What does this mean for fuel prices in 2020? In its IMO 2020 review summary, the Fuels Institute reviewed 40 analyses, poring over several diesel and gasoline pricing scenarios. The estimated effect on retail gasoline and diesel prices range from about 25 cents to 75 cents. One report projects diesel prices could rise 20% to 30% by 2020, while another suggested crude prices could increase as much as 50%. Most reports agree that the effect will be limited to a two- to three-year window.
“In the shorter term, there should be more clarity on fuel pricing in late 2020 as compliant fuel blends become more common,” Eichberger said.
As of press time, IMO 2020’s effect on fuel prices was still muted. “The dog is barking [around higher prices], but it’s a soft growl rather than a yelping hound,” Kloza said.
He envisions a hypothetical worst-case scenario for first-quarter 2020 if a polar vortex hits the Northeast at the same time hydrocarbons normally used to make diesel go to the marine market. “Under those circumstances, and on a very temporary basis, we could see diesel prices spike much higher,” he said.

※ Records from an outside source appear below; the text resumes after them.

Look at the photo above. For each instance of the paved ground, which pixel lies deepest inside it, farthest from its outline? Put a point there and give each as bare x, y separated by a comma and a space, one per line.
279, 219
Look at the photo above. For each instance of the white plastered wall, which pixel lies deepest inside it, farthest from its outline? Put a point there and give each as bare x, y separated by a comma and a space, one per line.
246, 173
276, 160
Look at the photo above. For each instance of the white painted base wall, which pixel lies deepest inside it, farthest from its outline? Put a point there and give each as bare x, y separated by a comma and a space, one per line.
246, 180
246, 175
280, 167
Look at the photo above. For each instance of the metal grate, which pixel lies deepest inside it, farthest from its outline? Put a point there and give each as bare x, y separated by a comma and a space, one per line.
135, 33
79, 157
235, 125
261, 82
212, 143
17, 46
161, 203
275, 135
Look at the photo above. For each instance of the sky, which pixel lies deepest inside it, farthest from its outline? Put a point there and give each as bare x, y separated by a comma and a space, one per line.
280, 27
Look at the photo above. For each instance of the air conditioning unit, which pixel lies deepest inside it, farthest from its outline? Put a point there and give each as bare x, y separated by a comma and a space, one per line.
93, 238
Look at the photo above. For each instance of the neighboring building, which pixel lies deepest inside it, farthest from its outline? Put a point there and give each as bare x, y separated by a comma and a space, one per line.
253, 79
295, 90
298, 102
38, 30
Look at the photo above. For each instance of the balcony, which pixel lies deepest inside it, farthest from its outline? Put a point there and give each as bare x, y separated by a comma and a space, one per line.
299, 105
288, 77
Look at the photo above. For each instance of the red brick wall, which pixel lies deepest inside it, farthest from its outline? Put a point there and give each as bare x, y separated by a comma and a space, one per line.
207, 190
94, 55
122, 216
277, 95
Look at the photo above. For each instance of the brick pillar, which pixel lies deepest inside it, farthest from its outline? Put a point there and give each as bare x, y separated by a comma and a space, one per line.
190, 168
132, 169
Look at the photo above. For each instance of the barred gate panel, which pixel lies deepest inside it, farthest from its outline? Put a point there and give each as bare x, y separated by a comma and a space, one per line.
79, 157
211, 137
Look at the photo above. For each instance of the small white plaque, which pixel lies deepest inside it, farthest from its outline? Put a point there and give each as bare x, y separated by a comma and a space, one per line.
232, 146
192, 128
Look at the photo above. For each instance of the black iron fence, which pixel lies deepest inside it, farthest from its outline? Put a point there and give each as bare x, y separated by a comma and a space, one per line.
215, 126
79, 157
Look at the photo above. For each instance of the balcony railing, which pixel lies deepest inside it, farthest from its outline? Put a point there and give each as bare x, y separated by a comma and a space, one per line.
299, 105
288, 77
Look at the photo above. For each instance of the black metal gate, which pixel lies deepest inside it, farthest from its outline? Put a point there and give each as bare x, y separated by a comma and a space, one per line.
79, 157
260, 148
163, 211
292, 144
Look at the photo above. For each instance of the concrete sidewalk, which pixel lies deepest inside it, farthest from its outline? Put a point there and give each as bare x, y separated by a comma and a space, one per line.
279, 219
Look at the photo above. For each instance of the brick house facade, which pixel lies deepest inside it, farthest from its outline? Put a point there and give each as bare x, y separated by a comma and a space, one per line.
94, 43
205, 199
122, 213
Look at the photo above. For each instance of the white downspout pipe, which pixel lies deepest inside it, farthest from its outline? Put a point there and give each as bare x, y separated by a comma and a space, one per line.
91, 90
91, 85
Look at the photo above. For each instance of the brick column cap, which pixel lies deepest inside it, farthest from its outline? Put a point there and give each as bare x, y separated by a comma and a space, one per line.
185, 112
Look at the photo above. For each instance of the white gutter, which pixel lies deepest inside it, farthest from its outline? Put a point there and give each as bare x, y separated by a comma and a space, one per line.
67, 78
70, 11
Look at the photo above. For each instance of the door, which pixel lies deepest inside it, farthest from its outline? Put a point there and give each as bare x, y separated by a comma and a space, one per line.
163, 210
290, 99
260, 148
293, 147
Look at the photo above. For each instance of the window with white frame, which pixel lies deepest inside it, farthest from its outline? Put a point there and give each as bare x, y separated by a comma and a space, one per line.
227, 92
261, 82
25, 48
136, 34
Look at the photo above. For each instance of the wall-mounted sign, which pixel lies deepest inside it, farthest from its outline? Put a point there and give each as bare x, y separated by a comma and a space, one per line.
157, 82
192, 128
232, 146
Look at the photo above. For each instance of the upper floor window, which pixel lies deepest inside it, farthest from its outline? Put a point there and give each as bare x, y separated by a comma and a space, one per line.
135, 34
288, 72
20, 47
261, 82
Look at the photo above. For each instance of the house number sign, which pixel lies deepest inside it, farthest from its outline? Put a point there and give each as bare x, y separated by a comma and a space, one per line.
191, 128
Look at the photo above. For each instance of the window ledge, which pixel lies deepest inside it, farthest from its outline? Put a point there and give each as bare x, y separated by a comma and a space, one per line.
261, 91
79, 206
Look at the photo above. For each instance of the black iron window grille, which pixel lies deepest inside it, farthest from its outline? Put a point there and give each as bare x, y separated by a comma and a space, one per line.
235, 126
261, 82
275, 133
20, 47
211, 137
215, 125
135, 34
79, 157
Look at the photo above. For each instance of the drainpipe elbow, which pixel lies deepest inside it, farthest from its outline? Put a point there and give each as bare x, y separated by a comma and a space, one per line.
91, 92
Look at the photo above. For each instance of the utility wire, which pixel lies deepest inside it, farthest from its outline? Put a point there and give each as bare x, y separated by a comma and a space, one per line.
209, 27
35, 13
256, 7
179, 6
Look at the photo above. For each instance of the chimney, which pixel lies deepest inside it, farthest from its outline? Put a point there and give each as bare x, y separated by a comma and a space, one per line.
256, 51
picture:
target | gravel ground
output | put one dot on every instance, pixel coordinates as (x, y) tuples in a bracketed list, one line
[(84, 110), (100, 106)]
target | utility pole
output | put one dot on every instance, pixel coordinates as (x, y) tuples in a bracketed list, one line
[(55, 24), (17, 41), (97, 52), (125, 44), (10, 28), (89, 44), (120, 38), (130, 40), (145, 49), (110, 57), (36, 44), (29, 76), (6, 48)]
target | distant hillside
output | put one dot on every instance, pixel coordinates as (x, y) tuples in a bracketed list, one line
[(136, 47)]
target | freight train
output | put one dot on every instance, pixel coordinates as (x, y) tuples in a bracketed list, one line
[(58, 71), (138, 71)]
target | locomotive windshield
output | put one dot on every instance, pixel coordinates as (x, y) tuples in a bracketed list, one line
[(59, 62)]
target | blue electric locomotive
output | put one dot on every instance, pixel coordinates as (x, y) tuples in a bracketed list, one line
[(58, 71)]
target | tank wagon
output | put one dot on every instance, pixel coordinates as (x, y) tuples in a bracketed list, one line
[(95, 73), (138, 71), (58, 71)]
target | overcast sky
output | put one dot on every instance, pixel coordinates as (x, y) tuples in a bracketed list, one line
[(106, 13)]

Under such a scenario, diesel prices in the Pacific Northwest or in California could fetch prices of $2.40 to $2.75 per gallon. “It’s not likely, but not impossible,” Kloza said.
In mid-2018, Philip Verleger, president of Denver-based PKVerleger LLC, predicted “an economic crash of horrible proportions” in 2020, with the potential for $6- to $7-per-gallon retail gasoline prices and $8 to $9 per gallon for diesel. He now says these price projections “are almost out of the question” but cautions against unforeseen developments. Verleger also is watching how the distillate markets develops, as well as compliance activities from both refiners and shipping companies.
Domestic refiners might try to compensate for any low-sulfur fuel shortfalls of noncomplying refiners, domestically and abroad, to meet marine demand, he said. “I think they will try, which might trigger cutting diesel supply to U.S. farmers and truckers,” he said.
Retailers have few ways to insulate themselves against IMO 2020, experts say. Verleger sees a scenario in which “retailers could twist slowly, slowly in the wind” if a significant piece of the gasoline and diesel barrel cut is diverted to process low-sulfur fuel.
“Retailers have their hands tied,” Eichberger said. “They can’t buy more diesel now in advance and hold it, since they buy fuel when they need it and then pass the price increase along to customers.”
Kloza echoes that sentiment. When it comes to the diesel market, it’s “backward-dated by more than a penny per month so retailers can’t really hoard or store product in advance,” he said. Retailers could buy some protection through ultralow-sulfur diesel futures options in 2020 to take a hedge position against diesel, or they could put some product away before January.
“But the market is not factoring in a spike,” he said. “Once we get close to implementation, we could see the usual panic of the crowd.”